Vous êtes très apprécié comme consultant en télévision. N’est-ce pas dangereux de faire ça quand on joue encore ?

JONATHAN LEGEAR : On me demande d’analyser des matches. De dire pourquoi une équipe tourne bien, d’expliquer pourquoi tel joueur fait tel mouvement à tel moment. Je sais comment jouent à peu près toutes les équipes de D1 : c’est l’avantage d’être encore joueur. Posez-moi des questions sur Bruges et le Standard et je pourrai vous dire leurs qualités et leurs défauts. Dans 80 % des cas, mes analyses s’avèrent correctes. Par ailleurs, j’ose appeler un chat un chat. Il y a des consultants qui voient des choses mais ne grattent pas.

Aujourd’hui, en France et aux Pays-Bas notamment, on cherche surtout des grandes gueules.

LEGEAR : Je ne casse pas les collègues. À quoi ça sert de focaliser sur un joueur et de le démolir ? Un consultant ne doit pas avoir peur de donner son opinion mais critiquer et descendre un joueur, c’est la solution de facilité. Un bon consultant est quelqu’un qui a une bonne lecture du jeu et peut expliquer des choses au grand public.
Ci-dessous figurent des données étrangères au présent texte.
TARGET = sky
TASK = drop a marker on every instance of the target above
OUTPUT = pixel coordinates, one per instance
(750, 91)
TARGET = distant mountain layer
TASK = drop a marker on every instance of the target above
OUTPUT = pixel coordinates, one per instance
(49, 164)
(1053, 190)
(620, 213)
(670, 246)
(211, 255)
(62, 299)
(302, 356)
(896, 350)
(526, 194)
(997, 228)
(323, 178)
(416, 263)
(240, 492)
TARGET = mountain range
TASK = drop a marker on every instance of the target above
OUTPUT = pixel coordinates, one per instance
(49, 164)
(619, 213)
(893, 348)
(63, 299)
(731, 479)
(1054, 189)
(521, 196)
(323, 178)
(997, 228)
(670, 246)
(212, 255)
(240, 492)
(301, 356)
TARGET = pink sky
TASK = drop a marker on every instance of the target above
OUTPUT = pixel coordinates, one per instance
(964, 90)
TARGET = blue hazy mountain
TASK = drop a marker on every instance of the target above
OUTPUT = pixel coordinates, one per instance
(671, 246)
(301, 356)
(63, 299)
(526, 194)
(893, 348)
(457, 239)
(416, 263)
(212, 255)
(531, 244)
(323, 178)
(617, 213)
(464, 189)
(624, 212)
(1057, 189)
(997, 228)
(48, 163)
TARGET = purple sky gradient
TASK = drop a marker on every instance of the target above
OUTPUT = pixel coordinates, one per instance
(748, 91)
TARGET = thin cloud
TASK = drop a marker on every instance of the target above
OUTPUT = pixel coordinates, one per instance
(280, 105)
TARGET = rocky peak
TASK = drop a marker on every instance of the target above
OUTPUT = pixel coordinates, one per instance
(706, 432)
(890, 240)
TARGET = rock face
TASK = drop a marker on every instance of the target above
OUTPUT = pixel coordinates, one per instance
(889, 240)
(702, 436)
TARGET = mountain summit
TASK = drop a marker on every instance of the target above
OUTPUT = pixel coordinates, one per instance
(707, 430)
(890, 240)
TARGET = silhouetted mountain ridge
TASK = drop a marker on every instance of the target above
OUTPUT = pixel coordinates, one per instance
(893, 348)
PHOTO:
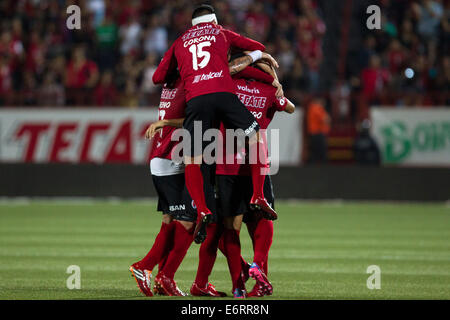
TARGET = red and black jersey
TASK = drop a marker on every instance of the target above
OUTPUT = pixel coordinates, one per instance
(171, 106)
(259, 98)
(201, 55)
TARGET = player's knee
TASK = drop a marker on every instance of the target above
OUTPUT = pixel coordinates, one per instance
(167, 218)
(186, 224)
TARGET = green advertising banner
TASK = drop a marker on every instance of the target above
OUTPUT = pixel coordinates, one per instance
(412, 136)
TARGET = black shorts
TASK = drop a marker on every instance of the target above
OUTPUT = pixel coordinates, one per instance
(209, 179)
(213, 108)
(235, 193)
(173, 197)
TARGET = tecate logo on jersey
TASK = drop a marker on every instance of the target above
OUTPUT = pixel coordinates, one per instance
(247, 89)
(208, 76)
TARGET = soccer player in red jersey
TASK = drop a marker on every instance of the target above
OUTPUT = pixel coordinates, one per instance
(175, 236)
(235, 188)
(201, 55)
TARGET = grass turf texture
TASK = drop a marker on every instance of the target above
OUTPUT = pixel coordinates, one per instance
(320, 250)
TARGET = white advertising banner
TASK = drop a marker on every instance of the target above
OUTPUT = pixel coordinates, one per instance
(412, 136)
(94, 135)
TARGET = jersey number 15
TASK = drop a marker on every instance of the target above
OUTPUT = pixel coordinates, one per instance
(198, 53)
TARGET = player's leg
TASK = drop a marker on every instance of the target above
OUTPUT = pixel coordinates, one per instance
(164, 280)
(261, 233)
(207, 258)
(200, 117)
(260, 169)
(236, 116)
(168, 189)
(232, 202)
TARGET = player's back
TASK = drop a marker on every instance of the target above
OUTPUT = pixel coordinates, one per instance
(201, 54)
(171, 106)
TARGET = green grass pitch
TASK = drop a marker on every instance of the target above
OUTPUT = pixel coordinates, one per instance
(320, 250)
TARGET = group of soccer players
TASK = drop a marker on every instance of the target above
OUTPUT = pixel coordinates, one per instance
(203, 83)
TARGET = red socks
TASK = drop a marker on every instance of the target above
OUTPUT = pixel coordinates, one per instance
(208, 254)
(262, 240)
(182, 241)
(194, 184)
(258, 169)
(232, 250)
(161, 247)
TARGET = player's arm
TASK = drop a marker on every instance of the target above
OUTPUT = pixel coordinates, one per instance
(270, 70)
(256, 74)
(241, 63)
(167, 64)
(158, 125)
(290, 107)
(236, 40)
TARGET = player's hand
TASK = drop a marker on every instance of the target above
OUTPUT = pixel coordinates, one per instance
(279, 93)
(270, 59)
(153, 129)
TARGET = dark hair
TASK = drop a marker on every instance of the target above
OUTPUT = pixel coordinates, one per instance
(202, 9)
(172, 78)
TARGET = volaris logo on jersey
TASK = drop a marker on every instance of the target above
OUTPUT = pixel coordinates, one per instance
(247, 89)
(207, 76)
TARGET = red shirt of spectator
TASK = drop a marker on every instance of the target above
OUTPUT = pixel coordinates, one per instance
(373, 78)
(79, 71)
(106, 93)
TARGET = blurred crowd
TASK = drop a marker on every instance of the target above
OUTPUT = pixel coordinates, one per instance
(407, 62)
(111, 60)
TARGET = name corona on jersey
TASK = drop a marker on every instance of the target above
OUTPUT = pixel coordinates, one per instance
(199, 40)
(201, 32)
(208, 76)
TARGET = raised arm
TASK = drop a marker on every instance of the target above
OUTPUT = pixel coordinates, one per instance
(167, 64)
(236, 40)
(254, 73)
(290, 107)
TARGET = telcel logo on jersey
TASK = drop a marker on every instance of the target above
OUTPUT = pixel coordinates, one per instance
(208, 76)
(177, 207)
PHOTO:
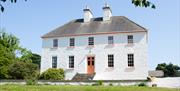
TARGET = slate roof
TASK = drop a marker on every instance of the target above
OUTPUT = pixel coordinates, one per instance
(156, 73)
(95, 26)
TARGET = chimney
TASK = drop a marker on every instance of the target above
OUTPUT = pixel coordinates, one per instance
(107, 12)
(87, 14)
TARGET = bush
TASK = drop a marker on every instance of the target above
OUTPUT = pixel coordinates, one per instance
(110, 84)
(142, 85)
(98, 83)
(53, 74)
(31, 81)
(23, 70)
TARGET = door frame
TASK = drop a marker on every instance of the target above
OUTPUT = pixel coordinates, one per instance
(91, 64)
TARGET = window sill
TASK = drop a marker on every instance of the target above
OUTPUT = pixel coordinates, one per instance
(130, 44)
(71, 47)
(131, 67)
(90, 46)
(111, 44)
(110, 68)
(54, 48)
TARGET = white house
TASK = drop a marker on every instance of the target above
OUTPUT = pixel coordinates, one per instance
(108, 47)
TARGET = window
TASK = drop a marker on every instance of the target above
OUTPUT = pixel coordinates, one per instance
(110, 40)
(71, 61)
(54, 62)
(111, 60)
(91, 41)
(72, 42)
(55, 42)
(130, 38)
(130, 60)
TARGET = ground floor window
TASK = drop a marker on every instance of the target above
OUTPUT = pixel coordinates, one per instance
(71, 61)
(110, 60)
(54, 62)
(130, 60)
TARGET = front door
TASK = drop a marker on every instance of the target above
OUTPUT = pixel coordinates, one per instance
(90, 65)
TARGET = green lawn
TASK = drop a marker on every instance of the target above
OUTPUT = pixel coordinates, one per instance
(78, 88)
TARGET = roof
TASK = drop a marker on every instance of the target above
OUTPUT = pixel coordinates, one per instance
(96, 26)
(156, 73)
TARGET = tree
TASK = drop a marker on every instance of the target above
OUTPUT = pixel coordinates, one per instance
(11, 52)
(169, 70)
(32, 57)
(8, 45)
(138, 3)
(23, 70)
(53, 74)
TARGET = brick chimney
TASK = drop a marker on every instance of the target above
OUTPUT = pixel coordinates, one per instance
(87, 14)
(107, 12)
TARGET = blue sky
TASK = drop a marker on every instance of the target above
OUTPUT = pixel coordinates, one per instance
(30, 20)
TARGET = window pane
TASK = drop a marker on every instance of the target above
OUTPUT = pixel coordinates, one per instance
(71, 61)
(91, 41)
(72, 42)
(88, 63)
(130, 60)
(55, 42)
(111, 60)
(54, 62)
(92, 63)
(130, 38)
(110, 40)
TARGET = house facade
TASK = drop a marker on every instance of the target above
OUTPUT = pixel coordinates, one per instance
(110, 47)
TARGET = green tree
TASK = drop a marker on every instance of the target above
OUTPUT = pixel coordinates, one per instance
(8, 46)
(169, 70)
(138, 3)
(32, 57)
(10, 52)
(23, 70)
(53, 74)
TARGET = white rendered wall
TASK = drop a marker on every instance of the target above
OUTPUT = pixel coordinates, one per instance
(121, 48)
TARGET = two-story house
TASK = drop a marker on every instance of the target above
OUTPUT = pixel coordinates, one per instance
(110, 47)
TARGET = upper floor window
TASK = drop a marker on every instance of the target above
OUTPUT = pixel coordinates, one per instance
(72, 42)
(130, 38)
(110, 40)
(54, 62)
(110, 60)
(130, 60)
(71, 61)
(55, 42)
(91, 41)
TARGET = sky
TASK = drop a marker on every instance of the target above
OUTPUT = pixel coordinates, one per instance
(30, 20)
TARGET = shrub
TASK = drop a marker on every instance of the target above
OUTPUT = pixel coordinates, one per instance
(23, 70)
(98, 83)
(142, 85)
(53, 74)
(110, 84)
(31, 81)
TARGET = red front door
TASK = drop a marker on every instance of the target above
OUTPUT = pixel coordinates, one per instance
(90, 65)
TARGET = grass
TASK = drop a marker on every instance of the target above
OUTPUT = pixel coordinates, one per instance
(78, 88)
Un de mes modèles, c’est Emmanuel Petit.

Ce boulot de consultant ne vous prend-il pas trop de temps ?

LEGEAR : Il n’y a pas trop de préparation. Ça ne me prend pas des heures. Je ne suis pas fan du championnat belge – je ne ressens pas le besoin de regarder tous les résumés chaque week-end – mais j’arrive à analyser un match plus vite que les autres.